Comment Clément fut tenu à pape par le roi de France, et comment il envoya en France le cardinal de Poitiers.


Je me suis longuement tenu à parler du fait de l’Église, si m’y vueil retourner, car la matière le requiert. Vous avez bien ci dessus ouï recorder comment, par l’effort des Romains, les cardinaux qui pour le temps régnoient, et pour le peuple de Rome apaiser qui trop fort étoit ému sur eux, firent pape et nommèrent l’archevêque de Bari, qui s’appeloit en devant Berthelemieu des Aigles[1]. Cil reçut la papalité, et fut nommé Urbain le VI, et ouvrit grâces ainsi comme usage est. L’intention de plusieurs cardinaux étoit que, quand ils verroient leur plus bel, ils remettroient leur élection ensemble et ailleurs, car ce pape ne leur étoit mie profitable ni aussi à l’Église, car il étoit trop fumeux et trop melencolieux. Quand il se vit en prospérité et puissance de papalité, et que plusieurs rois chrétiens escripsoient à lui et se mettoient en son obéissance, il se oultre-cuida et enorgueillit et voult user de puissance et de tête, et retrancher aux cardinaux plusieurs choses de leur droit et outre leurs accoutumances ; de quoi il leur déplut grandement ; et en parlèrent ensemble ; et distrent et imaginèrent que il ne leur feroit jà bien, et que il n’étoit pas digne de gouverner le monde. Si proposèrent les plusieurs que ils éliroient un autre qui seroit sage et puissant, et par lequel l’Église seroit bien gouvernée.
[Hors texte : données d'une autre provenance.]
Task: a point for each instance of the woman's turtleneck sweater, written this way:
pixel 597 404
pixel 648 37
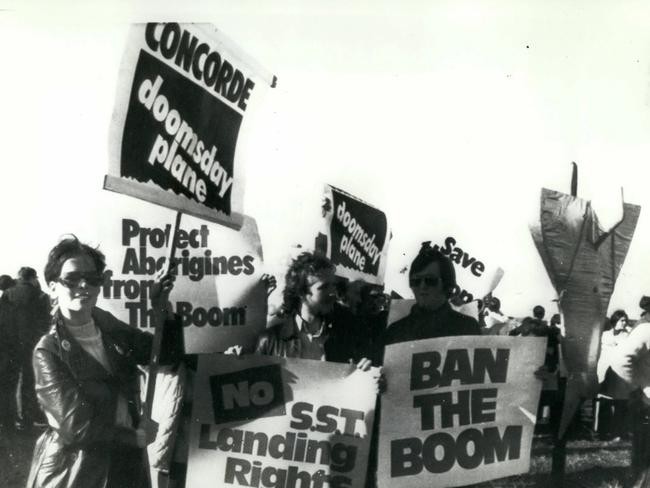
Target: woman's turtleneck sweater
pixel 89 338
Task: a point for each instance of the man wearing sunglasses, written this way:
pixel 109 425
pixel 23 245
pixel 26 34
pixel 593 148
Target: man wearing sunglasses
pixel 432 279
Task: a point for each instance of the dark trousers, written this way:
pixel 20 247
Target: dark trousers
pixel 640 414
pixel 18 401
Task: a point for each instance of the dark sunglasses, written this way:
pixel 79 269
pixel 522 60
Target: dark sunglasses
pixel 427 280
pixel 72 280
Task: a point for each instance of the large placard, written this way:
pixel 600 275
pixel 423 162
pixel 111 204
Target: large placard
pixel 267 421
pixel 458 410
pixel 183 93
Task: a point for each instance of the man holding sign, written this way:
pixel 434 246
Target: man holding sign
pixel 432 279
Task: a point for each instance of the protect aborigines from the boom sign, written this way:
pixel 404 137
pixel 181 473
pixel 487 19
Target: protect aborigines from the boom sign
pixel 439 451
pixel 137 240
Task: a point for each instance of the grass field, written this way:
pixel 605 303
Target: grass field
pixel 590 464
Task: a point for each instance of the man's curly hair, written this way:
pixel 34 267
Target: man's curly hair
pixel 296 280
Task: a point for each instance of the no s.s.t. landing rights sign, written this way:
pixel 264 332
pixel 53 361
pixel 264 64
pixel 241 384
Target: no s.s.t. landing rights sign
pixel 183 94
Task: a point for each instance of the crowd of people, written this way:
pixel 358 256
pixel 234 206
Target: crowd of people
pixel 72 369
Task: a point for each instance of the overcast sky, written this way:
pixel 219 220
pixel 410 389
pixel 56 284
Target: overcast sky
pixel 447 115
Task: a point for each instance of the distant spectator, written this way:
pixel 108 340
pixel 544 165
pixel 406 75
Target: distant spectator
pixel 539 312
pixel 614 392
pixel 26 320
pixel 549 402
pixel 631 361
pixel 644 304
pixel 492 321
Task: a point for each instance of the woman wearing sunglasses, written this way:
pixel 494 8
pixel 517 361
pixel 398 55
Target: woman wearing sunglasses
pixel 87 380
pixel 432 279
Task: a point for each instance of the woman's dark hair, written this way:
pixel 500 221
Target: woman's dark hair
pixel 67 248
pixel 613 320
pixel 428 255
pixel 531 326
pixel 296 280
pixel 6 282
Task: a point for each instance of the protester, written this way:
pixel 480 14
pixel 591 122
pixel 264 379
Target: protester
pixel 631 361
pixel 26 318
pixel 432 279
pixel 310 324
pixel 87 380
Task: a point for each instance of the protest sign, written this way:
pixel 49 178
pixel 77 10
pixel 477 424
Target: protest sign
pixel 476 276
pixel 218 295
pixel 357 236
pixel 458 410
pixel 183 92
pixel 274 422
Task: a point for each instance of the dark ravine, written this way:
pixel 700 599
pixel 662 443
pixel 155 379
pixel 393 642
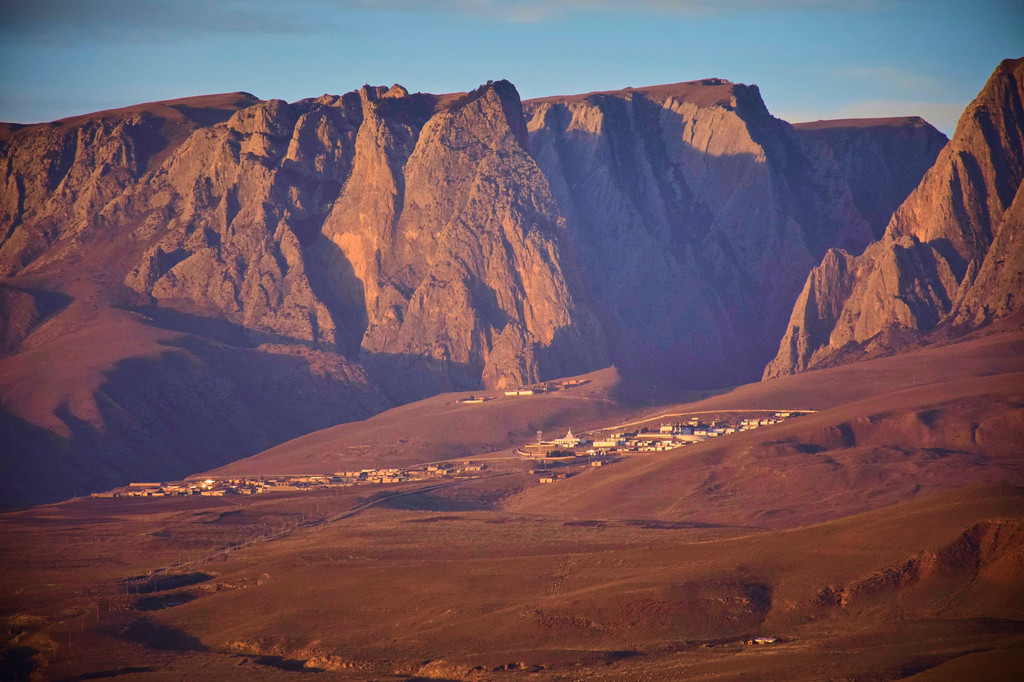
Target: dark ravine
pixel 950 259
pixel 392 246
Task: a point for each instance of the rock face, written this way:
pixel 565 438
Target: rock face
pixel 452 235
pixel 382 246
pixel 950 256
pixel 694 216
pixel 881 160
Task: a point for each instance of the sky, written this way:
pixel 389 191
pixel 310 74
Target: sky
pixel 811 58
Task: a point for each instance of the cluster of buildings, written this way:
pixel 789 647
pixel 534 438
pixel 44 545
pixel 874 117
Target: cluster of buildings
pixel 549 387
pixel 304 482
pixel 666 436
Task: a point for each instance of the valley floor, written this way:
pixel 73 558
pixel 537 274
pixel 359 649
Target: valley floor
pixel 880 538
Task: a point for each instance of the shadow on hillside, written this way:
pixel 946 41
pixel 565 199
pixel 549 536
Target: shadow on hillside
pixel 161 637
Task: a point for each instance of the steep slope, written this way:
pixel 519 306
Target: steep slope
pixel 694 215
pixel 384 246
pixel 459 257
pixel 882 160
pixel 949 256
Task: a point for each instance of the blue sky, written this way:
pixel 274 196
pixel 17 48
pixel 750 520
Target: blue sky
pixel 812 58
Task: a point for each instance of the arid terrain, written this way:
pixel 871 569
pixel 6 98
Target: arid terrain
pixel 879 538
pixel 314 359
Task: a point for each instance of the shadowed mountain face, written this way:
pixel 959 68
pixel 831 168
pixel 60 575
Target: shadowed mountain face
pixel 881 160
pixel 950 258
pixel 693 214
pixel 391 246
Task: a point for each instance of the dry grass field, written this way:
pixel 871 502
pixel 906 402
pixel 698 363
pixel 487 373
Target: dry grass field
pixel 880 538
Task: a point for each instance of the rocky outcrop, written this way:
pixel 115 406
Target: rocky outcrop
pixel 390 245
pixel 950 255
pixel 881 160
pixel 453 237
pixel 694 216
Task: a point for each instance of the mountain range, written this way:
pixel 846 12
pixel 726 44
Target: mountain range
pixel 190 282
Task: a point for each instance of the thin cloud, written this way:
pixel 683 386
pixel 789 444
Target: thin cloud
pixel 132 20
pixel 129 20
pixel 889 77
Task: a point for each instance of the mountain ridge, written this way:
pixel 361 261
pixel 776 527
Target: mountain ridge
pixel 922 274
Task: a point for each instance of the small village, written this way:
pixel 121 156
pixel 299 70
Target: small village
pixel 553 460
pixel 216 487
pixel 606 446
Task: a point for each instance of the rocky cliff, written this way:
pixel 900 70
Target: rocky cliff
pixel 382 246
pixel 694 216
pixel 950 256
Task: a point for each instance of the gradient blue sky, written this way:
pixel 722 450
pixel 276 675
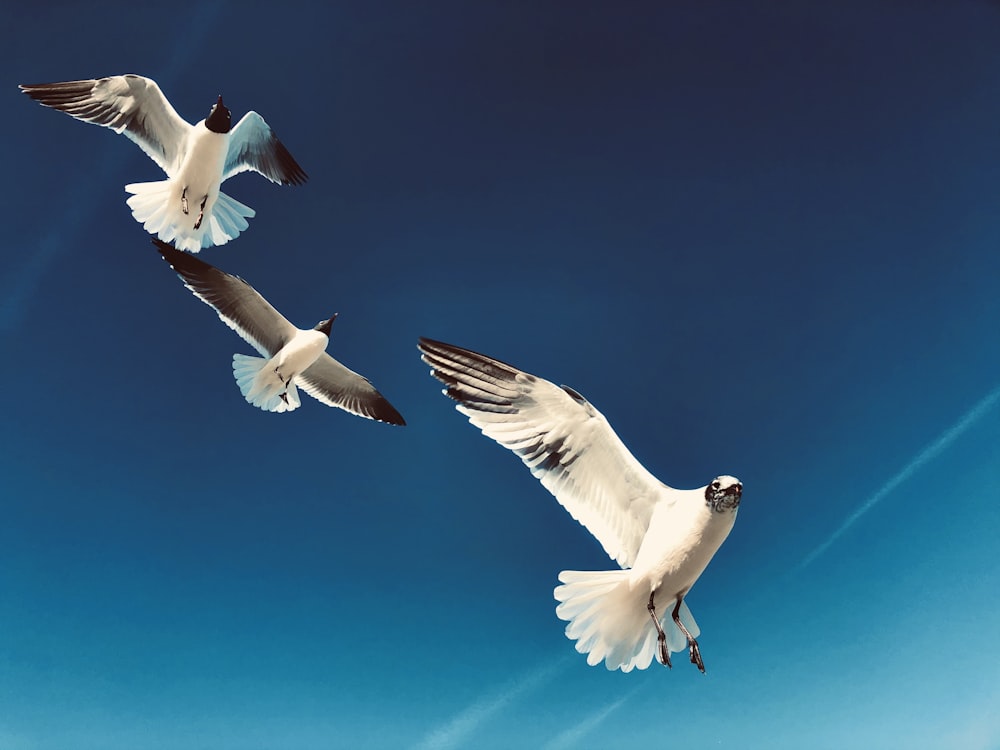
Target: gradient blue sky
pixel 763 237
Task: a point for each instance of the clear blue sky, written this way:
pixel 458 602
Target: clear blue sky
pixel 762 237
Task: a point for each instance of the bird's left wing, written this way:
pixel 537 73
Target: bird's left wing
pixel 253 145
pixel 335 385
pixel 239 305
pixel 131 105
pixel 566 443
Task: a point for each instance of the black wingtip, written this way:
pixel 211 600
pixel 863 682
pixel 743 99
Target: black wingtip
pixel 386 412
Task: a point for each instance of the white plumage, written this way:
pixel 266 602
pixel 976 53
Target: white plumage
pixel 187 209
pixel 663 538
pixel 291 358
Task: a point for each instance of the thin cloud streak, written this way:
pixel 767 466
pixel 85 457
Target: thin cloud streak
pixel 78 202
pixel 572 736
pixel 457 731
pixel 929 453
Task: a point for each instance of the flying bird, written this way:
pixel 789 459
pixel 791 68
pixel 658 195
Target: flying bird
pixel 662 538
pixel 292 358
pixel 187 208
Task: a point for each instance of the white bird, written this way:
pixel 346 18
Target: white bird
pixel 662 537
pixel 187 208
pixel 292 357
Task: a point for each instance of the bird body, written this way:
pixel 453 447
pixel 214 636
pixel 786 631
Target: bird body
pixel 663 538
pixel 290 357
pixel 188 208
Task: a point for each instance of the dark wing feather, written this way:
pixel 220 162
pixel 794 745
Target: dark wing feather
pixel 566 443
pixel 131 105
pixel 330 382
pixel 237 303
pixel 253 145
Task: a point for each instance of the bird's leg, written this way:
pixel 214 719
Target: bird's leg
pixel 661 637
pixel 283 394
pixel 693 649
pixel 201 212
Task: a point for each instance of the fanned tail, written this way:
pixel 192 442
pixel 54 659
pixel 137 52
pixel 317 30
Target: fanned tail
pixel 610 622
pixel 264 388
pixel 158 207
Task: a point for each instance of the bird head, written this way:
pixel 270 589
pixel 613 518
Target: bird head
pixel 219 120
pixel 325 325
pixel 724 493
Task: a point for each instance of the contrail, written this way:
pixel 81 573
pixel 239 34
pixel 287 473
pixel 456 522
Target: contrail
pixel 78 202
pixel 456 732
pixel 577 732
pixel 929 453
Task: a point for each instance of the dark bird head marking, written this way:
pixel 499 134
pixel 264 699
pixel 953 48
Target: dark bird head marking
pixel 325 325
pixel 724 493
pixel 219 120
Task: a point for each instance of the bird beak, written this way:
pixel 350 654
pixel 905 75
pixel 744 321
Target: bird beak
pixel 325 325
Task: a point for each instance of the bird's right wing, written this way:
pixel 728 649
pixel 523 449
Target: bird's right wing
pixel 131 105
pixel 335 385
pixel 566 443
pixel 254 146
pixel 239 305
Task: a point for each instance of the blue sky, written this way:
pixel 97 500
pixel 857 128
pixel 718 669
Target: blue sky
pixel 761 237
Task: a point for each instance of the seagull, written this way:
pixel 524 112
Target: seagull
pixel 661 537
pixel 291 358
pixel 187 208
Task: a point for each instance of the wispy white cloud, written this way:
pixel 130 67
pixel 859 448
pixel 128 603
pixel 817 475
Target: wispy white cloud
pixel 456 731
pixel 928 454
pixel 572 736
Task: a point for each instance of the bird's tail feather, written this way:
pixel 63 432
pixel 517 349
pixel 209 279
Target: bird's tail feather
pixel 158 207
pixel 263 388
pixel 610 621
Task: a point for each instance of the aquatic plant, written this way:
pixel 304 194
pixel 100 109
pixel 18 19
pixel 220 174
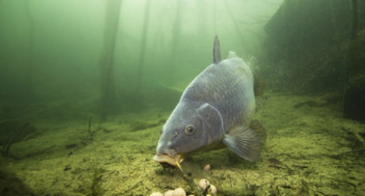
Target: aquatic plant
pixel 96 189
pixel 12 131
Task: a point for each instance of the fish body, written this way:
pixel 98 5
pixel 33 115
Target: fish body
pixel 214 111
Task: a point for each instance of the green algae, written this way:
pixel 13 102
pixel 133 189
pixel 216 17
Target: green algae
pixel 308 151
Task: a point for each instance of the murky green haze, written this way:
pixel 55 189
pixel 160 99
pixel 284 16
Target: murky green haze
pixel 87 85
pixel 51 50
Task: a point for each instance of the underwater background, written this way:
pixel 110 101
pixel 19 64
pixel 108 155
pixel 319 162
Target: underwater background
pixel 86 86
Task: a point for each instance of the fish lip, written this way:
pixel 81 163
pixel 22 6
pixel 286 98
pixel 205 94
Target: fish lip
pixel 172 160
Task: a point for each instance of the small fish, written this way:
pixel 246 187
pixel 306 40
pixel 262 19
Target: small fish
pixel 214 111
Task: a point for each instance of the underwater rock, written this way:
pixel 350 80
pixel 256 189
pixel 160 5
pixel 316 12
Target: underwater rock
pixel 203 183
pixel 207 167
pixel 169 193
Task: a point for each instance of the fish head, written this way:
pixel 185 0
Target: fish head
pixel 189 129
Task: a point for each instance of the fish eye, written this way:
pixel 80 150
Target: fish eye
pixel 190 129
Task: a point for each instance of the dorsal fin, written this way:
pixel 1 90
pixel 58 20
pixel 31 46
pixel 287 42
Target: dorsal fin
pixel 216 51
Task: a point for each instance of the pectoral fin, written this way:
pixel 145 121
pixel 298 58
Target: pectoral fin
pixel 244 142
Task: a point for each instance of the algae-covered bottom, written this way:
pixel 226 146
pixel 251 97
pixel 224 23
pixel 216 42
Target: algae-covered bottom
pixel 310 150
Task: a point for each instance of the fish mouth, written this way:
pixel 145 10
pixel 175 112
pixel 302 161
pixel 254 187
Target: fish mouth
pixel 172 160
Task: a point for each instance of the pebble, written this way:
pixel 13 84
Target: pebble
pixel 203 183
pixel 156 194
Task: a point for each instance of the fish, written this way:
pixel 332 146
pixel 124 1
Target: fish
pixel 213 112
À cette ordonnance mettoient grand’peine les cardinaux, et par espécial cil qui depuis fut élu pape. Par tout un été, furent-ils en variation[2] ; car ceux qui tiroient à faire pape n’osoient découvrir leur secret généralement pour les Romains ; et tant que, sur les vacations de cour plusieurs cardinaux se partirent de Rome et s’en allèrent ébattre en plusieurs lieux à leur plaisance. Urbain s’en alla en une cité que on dit Tieulle[3], et là se tint un grand temps. En ces vacations et ce terme qui longuement ne pouvoit durer, car trop grand’foison de clercs de diverses parties du monde étoient à Rome attendant grâces, et jà les plusieurs étoient promises et colloquées, les cardinaux, qui étoient tous d’un accord, se mirent ensemble et firent pape ; et eschéi le sort et la voix à messire Robert de Genève[4] ; et fut premièrement évêque de Thérouenne et puis évêque de Cambrai, et s’appeloit le cardinal de Genève. À cette élection faire furent présens la greigneur partie des cardinaux ; et fut appelé Clément.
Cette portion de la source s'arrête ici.